Racial inequality is becoming so common that we have accepted as if it was a fact, especially in higher education. This was warned by a think tank, which suggested that the research fundings could be kept on hold if no action is taken on this matter. The research grants should be made available only to those institutions which actually commit to reducing the racial differential.
It has been frequently found that the black and ethnic minority (BM E) students feel less secure and paid less attention to when compared to others at the institution. It is expected that universities should participate in closing down the gap, but so far only 56 institutes have committed to doing this.

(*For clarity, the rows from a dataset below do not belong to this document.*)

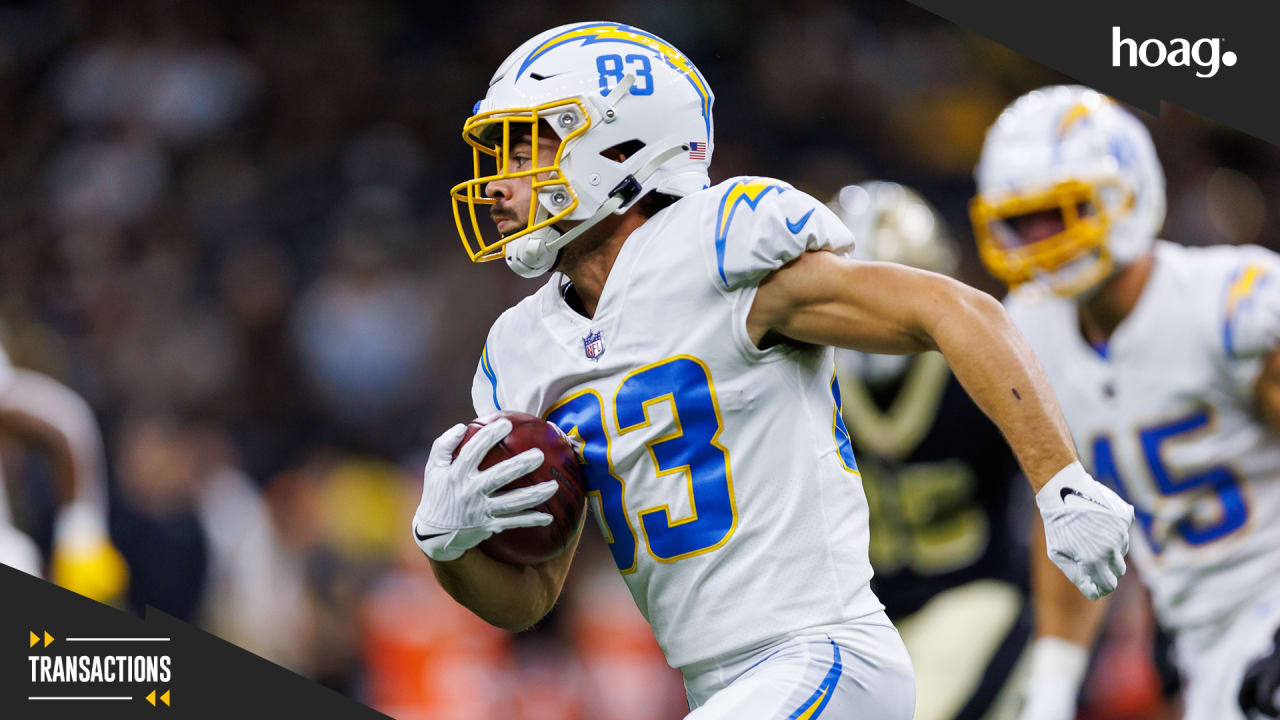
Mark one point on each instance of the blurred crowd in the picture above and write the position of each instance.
(225, 224)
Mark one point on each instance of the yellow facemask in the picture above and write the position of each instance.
(1083, 233)
(493, 135)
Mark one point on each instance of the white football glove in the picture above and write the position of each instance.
(458, 509)
(1086, 529)
(1056, 673)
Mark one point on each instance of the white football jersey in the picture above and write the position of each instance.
(1164, 415)
(722, 475)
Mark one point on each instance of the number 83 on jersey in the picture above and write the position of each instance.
(691, 450)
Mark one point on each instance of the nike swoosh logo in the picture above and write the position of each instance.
(421, 537)
(799, 224)
(1078, 493)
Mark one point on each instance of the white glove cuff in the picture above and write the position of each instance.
(1057, 670)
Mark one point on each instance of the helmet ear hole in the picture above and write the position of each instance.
(621, 151)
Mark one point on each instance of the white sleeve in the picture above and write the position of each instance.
(484, 386)
(763, 223)
(1249, 314)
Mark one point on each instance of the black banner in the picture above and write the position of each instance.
(67, 656)
(1217, 59)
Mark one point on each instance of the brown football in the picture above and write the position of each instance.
(530, 546)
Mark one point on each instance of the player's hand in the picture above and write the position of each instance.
(458, 507)
(1086, 529)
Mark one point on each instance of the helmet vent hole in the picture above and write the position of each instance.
(621, 151)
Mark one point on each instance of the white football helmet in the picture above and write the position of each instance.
(892, 223)
(1069, 150)
(600, 86)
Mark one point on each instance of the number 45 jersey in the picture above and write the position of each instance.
(1164, 414)
(721, 475)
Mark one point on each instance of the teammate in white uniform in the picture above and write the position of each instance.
(39, 409)
(1155, 351)
(699, 382)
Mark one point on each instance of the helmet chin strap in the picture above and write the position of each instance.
(534, 258)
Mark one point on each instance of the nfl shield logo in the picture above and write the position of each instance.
(594, 345)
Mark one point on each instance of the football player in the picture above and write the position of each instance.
(685, 341)
(941, 484)
(1162, 358)
(36, 408)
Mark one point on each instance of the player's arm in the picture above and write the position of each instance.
(44, 411)
(461, 509)
(41, 410)
(824, 299)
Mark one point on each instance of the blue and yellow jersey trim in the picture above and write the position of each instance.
(744, 191)
(813, 706)
(616, 32)
(1240, 290)
(840, 432)
(487, 368)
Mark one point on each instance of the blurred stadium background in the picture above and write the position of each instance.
(225, 224)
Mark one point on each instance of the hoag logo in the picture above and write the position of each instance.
(1205, 53)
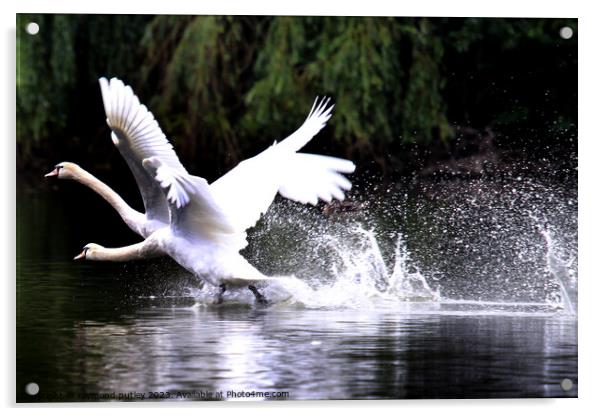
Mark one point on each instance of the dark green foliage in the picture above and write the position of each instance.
(224, 87)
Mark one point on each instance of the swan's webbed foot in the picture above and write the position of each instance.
(258, 296)
(220, 296)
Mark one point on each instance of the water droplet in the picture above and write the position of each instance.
(566, 384)
(32, 389)
(566, 32)
(32, 28)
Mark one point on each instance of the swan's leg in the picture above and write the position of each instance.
(220, 296)
(260, 298)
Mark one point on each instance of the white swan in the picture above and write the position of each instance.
(132, 126)
(207, 223)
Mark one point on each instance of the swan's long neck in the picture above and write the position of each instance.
(134, 219)
(137, 251)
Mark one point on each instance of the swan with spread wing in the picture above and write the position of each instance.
(203, 226)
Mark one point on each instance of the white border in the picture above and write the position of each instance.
(590, 153)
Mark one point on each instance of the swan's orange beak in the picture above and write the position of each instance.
(55, 172)
(80, 256)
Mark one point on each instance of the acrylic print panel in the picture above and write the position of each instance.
(449, 269)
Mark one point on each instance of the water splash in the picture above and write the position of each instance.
(479, 245)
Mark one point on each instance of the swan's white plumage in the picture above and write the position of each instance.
(137, 136)
(207, 223)
(249, 189)
(194, 212)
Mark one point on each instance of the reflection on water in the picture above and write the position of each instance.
(90, 328)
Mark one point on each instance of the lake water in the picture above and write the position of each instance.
(372, 319)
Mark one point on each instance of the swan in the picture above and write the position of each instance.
(138, 222)
(131, 126)
(206, 224)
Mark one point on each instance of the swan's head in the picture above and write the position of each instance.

In a research paper released by the Higher Education Policy institute, such problems are avoided by the majority of the universities by considering it and treating it as someone else’s problem.
Racial inequality is not a fact at any level
Various reports have been reviewed and it has been found that the race is often considered a secondary priority on the equality agenda, whereas the gender remains the first. However, if we want to make higher education available for all, we have to think about maintaining racial equality. Some do believe that limiting the funds would be a good and a firm start to the movement.
A situation became very evident last month in the University College London, where the graduates wrote an open letter describing that there are not enough African students in a master’s course in African studies. The students want to ‘decolonize’ the system.
When asked about the status and the issues, authorities have come to the fact that they need to work out. There is still so much to be done in this area and to ensure that students from all the racial backgrounds are provided equal opportunities for their higher education.